“The land of maybe”, he chuckled. That is apparently what the English called it during the second World War. “Maybe good weather, maybe not, maybe rain, maybe snow”. He was the owner of the cottage I stayed in the last few days of my 8 day workation (quarterly review) at the Faroe Islands. He was a former engineer who had bought a large piece of land near the Mulafoss waterfall and was now building his own prefab cottages to rent out on AirBnB. “Very good business” he said.
We talked about how unpredictable the weather was on the Faroe Islands, one of its key bugs or features. I had read about and realised it before, having some experience mainly in Greenland and Iceland where weather could change rapidly as well. And I had had first hand experience with it earlier that week when the perfect blue skies of my Kalsoy and Kallur Lighthouse hike had turned into a windy hail storm within minutes (more on that in a seperate post). It had made me think about when I had approached one of the wardens during my Laugavegur hike in Iceland to check what the weather would be during the last part of my hike “Weather is” he said “it can be good, it can be bad, but weather is”. At the time (and after) I had appreciated the laidbackness it implied: prepare for any weather type and whatever happens, deal with it, because you can’t change the weather.
It was that laidbackness, combined with remarkable friendliness and openness that was the red thread during my recent 8 day stay on the Faroe Island. Ah yes, and the stunning nature.

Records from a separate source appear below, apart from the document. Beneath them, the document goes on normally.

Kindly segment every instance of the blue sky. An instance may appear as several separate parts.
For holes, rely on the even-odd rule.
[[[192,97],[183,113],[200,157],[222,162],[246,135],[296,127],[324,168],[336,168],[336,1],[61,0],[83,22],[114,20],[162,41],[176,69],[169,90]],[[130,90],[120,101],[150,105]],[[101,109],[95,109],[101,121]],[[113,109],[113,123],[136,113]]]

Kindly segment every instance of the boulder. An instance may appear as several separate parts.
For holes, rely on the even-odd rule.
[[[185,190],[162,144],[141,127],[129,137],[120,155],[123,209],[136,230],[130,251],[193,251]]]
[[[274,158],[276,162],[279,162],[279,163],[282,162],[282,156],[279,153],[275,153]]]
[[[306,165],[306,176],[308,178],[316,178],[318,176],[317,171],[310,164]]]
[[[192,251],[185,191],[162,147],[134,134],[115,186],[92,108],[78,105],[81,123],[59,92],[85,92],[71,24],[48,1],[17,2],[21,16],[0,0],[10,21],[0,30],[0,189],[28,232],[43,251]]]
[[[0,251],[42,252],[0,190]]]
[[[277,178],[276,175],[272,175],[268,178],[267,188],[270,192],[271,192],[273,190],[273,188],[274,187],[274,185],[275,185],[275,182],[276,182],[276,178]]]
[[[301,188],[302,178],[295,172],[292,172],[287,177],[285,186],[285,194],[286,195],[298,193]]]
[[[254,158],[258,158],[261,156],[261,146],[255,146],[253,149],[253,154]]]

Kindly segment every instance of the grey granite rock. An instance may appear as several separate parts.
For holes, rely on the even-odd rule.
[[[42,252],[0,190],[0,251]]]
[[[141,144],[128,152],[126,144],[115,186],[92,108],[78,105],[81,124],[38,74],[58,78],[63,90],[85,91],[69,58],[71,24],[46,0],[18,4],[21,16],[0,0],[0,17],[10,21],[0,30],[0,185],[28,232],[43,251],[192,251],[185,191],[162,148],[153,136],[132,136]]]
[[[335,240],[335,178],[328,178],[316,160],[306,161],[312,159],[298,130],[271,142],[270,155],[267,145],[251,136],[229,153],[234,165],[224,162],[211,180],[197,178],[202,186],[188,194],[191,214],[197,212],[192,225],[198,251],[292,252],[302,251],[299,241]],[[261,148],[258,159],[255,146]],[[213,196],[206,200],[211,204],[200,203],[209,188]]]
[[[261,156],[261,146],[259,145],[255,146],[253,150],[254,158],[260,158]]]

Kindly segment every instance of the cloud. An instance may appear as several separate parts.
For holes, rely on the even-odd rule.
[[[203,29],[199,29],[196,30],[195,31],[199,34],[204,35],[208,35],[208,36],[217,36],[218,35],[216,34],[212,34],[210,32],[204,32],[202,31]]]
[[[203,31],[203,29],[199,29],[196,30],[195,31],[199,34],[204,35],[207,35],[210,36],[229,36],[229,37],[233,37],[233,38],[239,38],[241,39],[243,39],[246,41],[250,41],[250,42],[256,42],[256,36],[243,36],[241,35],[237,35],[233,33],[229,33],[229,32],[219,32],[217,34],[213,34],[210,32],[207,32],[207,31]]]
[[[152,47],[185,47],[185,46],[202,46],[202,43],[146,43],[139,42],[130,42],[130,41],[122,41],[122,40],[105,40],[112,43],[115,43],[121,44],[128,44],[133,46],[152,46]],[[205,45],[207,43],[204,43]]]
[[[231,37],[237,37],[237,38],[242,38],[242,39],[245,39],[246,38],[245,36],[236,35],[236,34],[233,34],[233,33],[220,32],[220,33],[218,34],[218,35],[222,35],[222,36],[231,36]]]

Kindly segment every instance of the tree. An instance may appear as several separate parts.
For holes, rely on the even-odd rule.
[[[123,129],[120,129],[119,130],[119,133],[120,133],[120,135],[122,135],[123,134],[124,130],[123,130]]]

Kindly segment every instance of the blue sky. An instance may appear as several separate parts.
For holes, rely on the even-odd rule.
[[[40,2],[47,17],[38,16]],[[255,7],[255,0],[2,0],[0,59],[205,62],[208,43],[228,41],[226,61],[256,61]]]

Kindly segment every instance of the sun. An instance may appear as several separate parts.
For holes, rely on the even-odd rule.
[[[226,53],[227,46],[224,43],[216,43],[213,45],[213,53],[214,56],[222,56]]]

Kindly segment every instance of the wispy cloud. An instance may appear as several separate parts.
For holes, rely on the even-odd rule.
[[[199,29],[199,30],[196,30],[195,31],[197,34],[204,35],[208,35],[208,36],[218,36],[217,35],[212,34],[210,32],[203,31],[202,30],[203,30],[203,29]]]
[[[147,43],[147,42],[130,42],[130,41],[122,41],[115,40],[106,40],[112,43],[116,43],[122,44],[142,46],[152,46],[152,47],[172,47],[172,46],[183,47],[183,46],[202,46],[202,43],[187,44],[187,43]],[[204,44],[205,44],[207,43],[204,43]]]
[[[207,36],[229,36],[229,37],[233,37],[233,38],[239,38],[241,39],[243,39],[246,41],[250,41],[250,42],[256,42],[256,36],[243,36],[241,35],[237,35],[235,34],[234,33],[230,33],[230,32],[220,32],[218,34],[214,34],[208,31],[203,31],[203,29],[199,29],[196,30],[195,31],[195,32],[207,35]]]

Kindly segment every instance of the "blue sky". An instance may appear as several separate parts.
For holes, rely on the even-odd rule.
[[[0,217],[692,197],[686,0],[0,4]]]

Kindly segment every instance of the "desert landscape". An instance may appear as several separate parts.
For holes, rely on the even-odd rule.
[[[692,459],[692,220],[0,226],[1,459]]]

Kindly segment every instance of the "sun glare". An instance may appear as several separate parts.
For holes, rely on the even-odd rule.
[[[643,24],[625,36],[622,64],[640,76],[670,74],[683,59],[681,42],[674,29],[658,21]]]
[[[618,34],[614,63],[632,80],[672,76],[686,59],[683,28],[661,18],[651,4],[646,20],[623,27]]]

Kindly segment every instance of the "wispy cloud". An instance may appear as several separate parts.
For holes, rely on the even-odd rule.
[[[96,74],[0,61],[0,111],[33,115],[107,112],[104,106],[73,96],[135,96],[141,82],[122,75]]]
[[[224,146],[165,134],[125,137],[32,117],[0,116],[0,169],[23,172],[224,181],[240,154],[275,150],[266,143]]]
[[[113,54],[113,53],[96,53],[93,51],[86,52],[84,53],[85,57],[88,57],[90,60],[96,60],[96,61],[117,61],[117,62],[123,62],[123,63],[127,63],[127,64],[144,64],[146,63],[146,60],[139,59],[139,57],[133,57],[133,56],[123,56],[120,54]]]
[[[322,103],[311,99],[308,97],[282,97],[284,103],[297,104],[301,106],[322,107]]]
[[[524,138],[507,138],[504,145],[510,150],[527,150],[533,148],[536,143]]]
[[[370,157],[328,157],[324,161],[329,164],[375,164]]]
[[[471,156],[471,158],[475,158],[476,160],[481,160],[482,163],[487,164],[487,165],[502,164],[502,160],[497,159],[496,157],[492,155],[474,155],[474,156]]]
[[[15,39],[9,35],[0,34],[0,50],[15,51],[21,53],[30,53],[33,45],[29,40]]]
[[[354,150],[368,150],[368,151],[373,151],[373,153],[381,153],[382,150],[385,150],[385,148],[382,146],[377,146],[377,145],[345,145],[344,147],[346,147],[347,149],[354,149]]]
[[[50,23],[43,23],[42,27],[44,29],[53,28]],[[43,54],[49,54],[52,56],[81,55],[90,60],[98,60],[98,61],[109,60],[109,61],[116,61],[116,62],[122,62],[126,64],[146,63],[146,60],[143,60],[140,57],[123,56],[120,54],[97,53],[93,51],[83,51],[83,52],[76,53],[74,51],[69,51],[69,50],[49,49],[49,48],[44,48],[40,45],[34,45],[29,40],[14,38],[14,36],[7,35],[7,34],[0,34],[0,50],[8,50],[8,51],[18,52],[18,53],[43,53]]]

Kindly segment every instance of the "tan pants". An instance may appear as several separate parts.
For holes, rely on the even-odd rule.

The stunning nature when commuting to work
I got the helicopter to work that day. I was planning to work a few days from Klaksvik, the second biggest city on Faroe Islands and this was my transportation. Joking aside, the helicopter proved to be an efficient and cost-efficient way of transportation. When checking for ways to get from Vagar to Klaksvik I found a rather cumbersome bus connection and expensive taxi rides until I stumbled upon the fact that Faroe Islands operates a government-subsidised helicopter network in order to transport mail and supplies to the different remote areas and that reasonably priced tickets can be bought to join as a regular passenger. I did not think twice and I got myself a ticket (360DKK, approximately 50 euros) from Vagar to Klaksvik.
I left from Vagar international airport and was treated to a VIP, true life of the rich and famous, tour of the Island as I was the only passenger on board. We made several stops, including some remote islands and the capital Torshavn. And in the meanwhile it was difficult to not just stare with my mouth wide open to what I saw outside.
I was incredibly lucky with perfect blue skies (what I only realised later that week when I caught the heli back in stormy weather with clouds, hail and winds that almost cancelled my flight).
The sheer size, scale and power of nature was on full display. I snapped back to my time in Greenland where I had spent days gazing at the icebergs, almost like a teenager in love, or the Jordan Desert, my most recent humbling experience with nature.
I could not have had a better introduction to the archipelago.
Experiencing the land of maybe firsthand
Already on the first day, I got a decent introduction to the land of maybe. I had booked a small AirBnB cabin at the water and while working I saw the complete bay changing within 10 minutes. Had the bay been a beacon of sun and spring in one moment, ten minutes later a full Atlantic storm was torturing the bay and the houses surrounding it. A clear warning …
Because the second day of my stay I had decided to do an afternoon hike on Kalsoy island to see the Kallur Lighthouse and the amazing views there. I detailed my experience in a separate post. Long story short: I went out in perfect weather, was ambushed by a hail storm that pinned me on the ridge of a mountain and because I confused another group for having a professional guide that was ok with the circumstances (while there was none and the other group thought I was a local) worked myself into more trouble (again).
The Island of yes
The rest of the week was more of the same. In the sense that the weather was perfect blue skies the one moment and perfect storms the other. After another heli commute, I settled down for the rest of the week in a small cabin near the Mullafossur, which was a great base to explore the rest of the island. In between work and my quarterly review, I took some time for small hikes. One day, I did the old postman trail; before a tunnel was created to the Mulafossur and the village nearby, the postman had to cross a pass – that trail is still in place. Another, I walked an improvised route to Sørvágur for groceries (I had always wanted to do that).
So yes, if you ever have the chance, please visit the land of maybe.